Search code examples
compressionbytebzip2magic-numbers

Interleaving bzip2 and non-bzip2 data


I am looking at making a file format that interleaves two types of chunks of raw bytes.

One chunk will contain a block of bzip2-compressed data, which has a header containing the usual bzip2 magic number (BZh9).

The second chunk will consist of the other data of interest, which has a header containing a different magic number (TBD).

The two magic numbers would be used for seeking, identifying and processing the two data block types differently.

My question is: Is there a magic number I can pick for the second block type, which would very unlikely (or better, impossible) to be found inside a bzip2-compressed block of bytes?

In other words, are there particular bytes that bzip2 excludes or would be probabilistically unlikely to use when compressing, within some statistical threshold, which I could use for a header for another data type in the same file?

One option is that, when I find header bytes for a second block type, I would simply try to process data in the second block type, and if that processing fails, then I assume I am accidentally inside a compressed bzip2 block. But I'd like to know if there is the possibility that there are bytes that would not be found in a bzip2 block, or would not be likely to be found.


Solution

  • No. bzip2 compressed data can contain any pair of bytes, essentially all with equal probability. All you could do would be to define a longer series of bytes as the signature, to reduce the probability that that series accidentally appears in the compressed data.
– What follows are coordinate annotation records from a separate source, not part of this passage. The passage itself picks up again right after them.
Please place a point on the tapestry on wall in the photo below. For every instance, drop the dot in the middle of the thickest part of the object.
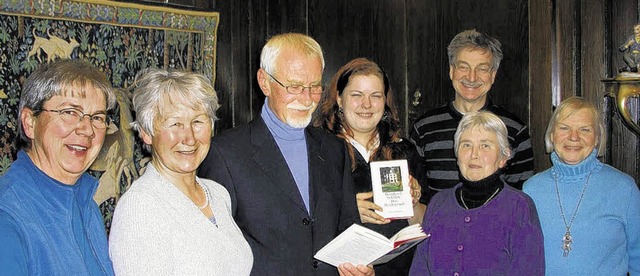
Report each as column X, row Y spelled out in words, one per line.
column 119, row 38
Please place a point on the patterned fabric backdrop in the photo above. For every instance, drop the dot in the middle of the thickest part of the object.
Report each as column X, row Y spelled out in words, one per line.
column 120, row 39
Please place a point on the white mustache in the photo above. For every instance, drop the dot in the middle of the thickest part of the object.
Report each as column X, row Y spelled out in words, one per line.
column 471, row 83
column 298, row 106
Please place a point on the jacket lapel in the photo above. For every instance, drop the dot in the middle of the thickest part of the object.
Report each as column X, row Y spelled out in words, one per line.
column 270, row 160
column 317, row 173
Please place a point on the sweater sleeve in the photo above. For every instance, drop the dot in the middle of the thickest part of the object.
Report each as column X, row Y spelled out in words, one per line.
column 13, row 252
column 632, row 230
column 138, row 241
column 527, row 243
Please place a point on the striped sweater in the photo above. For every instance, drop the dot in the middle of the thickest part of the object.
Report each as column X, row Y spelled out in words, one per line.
column 433, row 136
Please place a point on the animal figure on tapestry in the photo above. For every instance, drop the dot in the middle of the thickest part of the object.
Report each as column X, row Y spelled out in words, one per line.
column 53, row 47
column 116, row 157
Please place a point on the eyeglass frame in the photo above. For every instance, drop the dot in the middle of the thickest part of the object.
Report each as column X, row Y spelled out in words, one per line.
column 468, row 69
column 286, row 87
column 107, row 120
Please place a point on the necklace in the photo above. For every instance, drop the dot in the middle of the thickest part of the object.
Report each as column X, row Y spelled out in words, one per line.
column 567, row 239
column 206, row 196
column 485, row 202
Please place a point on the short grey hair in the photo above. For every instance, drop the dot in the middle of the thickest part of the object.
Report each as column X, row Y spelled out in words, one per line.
column 472, row 39
column 155, row 89
column 61, row 77
column 485, row 121
column 301, row 42
column 569, row 107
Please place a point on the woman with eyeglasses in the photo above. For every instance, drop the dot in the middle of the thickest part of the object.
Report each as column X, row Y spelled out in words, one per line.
column 49, row 223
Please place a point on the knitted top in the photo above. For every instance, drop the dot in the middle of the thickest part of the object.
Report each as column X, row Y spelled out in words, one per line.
column 433, row 136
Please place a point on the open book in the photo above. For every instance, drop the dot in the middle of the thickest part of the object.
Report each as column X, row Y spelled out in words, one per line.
column 360, row 245
column 391, row 191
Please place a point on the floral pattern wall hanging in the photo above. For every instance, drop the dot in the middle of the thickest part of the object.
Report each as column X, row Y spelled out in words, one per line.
column 119, row 38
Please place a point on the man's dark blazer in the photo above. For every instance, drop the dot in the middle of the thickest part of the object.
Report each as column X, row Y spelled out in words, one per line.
column 266, row 202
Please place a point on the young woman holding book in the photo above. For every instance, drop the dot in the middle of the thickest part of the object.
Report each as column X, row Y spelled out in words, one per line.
column 359, row 108
column 481, row 226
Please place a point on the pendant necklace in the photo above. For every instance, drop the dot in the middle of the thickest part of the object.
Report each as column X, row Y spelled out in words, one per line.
column 567, row 239
column 485, row 202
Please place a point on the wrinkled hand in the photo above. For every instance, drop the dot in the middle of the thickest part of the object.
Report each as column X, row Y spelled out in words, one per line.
column 348, row 269
column 367, row 209
column 416, row 190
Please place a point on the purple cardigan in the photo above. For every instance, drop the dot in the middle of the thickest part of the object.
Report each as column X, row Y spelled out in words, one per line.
column 502, row 237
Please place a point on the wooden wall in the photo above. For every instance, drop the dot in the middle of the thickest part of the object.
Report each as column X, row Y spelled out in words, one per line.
column 553, row 49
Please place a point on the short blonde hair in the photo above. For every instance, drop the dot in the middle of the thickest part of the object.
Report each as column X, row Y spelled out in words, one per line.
column 567, row 108
column 154, row 89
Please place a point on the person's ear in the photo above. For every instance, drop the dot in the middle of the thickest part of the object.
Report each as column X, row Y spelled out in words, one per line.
column 28, row 119
column 451, row 70
column 263, row 82
column 504, row 160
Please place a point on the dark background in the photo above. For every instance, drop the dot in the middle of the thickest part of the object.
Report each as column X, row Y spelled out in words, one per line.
column 552, row 50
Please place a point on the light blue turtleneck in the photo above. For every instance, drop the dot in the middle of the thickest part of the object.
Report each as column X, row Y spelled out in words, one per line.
column 606, row 227
column 293, row 146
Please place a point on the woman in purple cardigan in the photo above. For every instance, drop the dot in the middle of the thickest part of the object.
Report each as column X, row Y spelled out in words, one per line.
column 481, row 226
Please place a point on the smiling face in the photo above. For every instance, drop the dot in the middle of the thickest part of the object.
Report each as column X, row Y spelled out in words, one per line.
column 294, row 68
column 479, row 154
column 574, row 136
column 181, row 140
column 64, row 151
column 363, row 104
column 472, row 76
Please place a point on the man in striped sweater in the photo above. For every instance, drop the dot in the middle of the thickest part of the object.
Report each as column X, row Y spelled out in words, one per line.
column 474, row 59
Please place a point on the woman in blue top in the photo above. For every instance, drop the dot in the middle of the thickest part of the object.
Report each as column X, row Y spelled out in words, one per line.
column 481, row 226
column 49, row 223
column 359, row 108
column 589, row 211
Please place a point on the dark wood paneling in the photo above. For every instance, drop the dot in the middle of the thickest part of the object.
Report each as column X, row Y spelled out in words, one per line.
column 575, row 41
column 566, row 49
column 432, row 24
column 540, row 75
column 373, row 29
column 427, row 61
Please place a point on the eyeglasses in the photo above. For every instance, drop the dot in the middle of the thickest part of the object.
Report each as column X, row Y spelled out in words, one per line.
column 74, row 116
column 297, row 89
column 479, row 70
But it still could.

    The bzip2 format is self-terminating, so if you're willing to take the time to decode the bzip2 data, you can always find where the next thing is.

    To answer the question in a comment, the entire bzip2 stream necessarily terminates on a byte boundary. The last byte may have 0 to 7 bits of zero pad. You can search backwards from the start of your second stream component to look for the bzip2 end marker 0x177245385090 (first 12 decimal digits of the square root of pi), which can start at any bit in a specific byte. It would be 80 to 87 bits back.